Originally from Montreal, Babo Kamel now resides in Florida. Her work is published in literary reviews in the US, Australia, and Canada including the Greensboro Review, Painted Bride Quarterly, Lines + Stars, and most recently in Poet Lore. She holds an MFA from Warren Wilson’s Program for Writers, is a Best of Net nominee, and a six-time Pushcart nominee. Her chapbook, After, is published with Finishing Line Press.
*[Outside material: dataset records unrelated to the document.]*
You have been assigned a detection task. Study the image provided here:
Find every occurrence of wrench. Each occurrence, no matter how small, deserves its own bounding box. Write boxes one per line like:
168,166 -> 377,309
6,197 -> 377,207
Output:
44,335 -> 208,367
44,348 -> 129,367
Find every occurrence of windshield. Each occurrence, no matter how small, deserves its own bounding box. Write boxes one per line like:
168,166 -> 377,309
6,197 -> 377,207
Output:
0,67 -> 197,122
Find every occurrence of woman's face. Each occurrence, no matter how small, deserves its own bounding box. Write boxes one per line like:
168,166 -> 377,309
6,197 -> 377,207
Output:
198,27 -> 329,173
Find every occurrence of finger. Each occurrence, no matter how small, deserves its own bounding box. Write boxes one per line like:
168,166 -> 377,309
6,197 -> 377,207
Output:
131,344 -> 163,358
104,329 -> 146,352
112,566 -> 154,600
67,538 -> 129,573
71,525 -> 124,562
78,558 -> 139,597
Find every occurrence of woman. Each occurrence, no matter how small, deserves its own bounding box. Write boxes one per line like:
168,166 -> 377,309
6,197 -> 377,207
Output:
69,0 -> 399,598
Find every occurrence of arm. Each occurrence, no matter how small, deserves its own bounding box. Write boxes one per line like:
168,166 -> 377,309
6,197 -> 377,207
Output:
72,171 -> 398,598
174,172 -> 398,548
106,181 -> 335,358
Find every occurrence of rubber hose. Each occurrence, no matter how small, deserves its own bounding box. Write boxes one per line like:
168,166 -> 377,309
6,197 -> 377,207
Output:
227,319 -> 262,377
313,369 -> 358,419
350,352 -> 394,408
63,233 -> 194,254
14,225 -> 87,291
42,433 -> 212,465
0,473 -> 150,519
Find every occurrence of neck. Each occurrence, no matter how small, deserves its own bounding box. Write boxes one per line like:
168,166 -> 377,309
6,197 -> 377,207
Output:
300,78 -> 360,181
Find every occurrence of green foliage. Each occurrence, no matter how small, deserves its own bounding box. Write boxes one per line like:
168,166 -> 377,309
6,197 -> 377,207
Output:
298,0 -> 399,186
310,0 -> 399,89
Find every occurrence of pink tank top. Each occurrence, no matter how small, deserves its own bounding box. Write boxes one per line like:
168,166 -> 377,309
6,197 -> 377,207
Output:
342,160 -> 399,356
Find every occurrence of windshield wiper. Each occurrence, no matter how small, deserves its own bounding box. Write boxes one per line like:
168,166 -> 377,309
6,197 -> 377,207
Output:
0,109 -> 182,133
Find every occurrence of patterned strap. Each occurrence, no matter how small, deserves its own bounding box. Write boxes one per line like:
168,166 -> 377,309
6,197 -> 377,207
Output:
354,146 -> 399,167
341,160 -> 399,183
Find her at babokamel.com She has a poem forthcoming in Best Canadian Poetry 2020

Brad G Garber

Viral

 

Floating around

like a molecular cloud

 

hidden in spring flowers

wings of birds

leaves of artichoke

faces    cloth

 

things eaten     touched           breathed

 

a Trojan army at the door

vortex unfelt   unseen untasted

 

a pair of shoes full of venom

razor blade pants

shirt of rose thorns

 

maybe

 

in your nose    mouth  heart    lungs

blood

 

until you are overrun by a million ants

carried into gaping

tunnels to feed the young

through winter

 

a thousand invisible punches

to the head

 

knocking you prone    atmosphere

forced into your body

 

like a reluctant invader           until

 

mystery subsides.

 

 

The Sink

 

When I first gazed upon the horizon

of an ocean

saw the endless

Endless freedom

Endless hope

Endless dreams

Endless art

Endless Earth

Endless life

All the places I in my mind

 

Until the bottles

filled with piss

Styrofoam

plastic grocery bags

six-pack rings

straws

bags

my unused medications

inorganic detritus

filling the guts

guts of fish

guts of whales

guts of humans

guts of minds

Every vista one

of disguised beauty

floating in planetary

trash.

 

Brad G Garber

Brad has degrees in biology, chemistry and law. He writes, paints, draws, photographs, and hunts for mushrooms and snakes in the Great Northwest. Since 1991, he has published poetry, essays and weird stuff in such publications as Edge Literary Journal, Pure Slush, Front Range Review, Tulip Tree Publishing, Sugar Mule, Third Wednesday, Barrow Street, Black Fox Literary Magazine, Barzakh Magazine, Ginosko Journal, Junto Magazine, Slab, Panoplyzine, Split Rock Review, Smoky Blue Literary Magazine, The Offbeat and other quality publications. 2011, 2013 & 2018 Pushcart Prize nominee.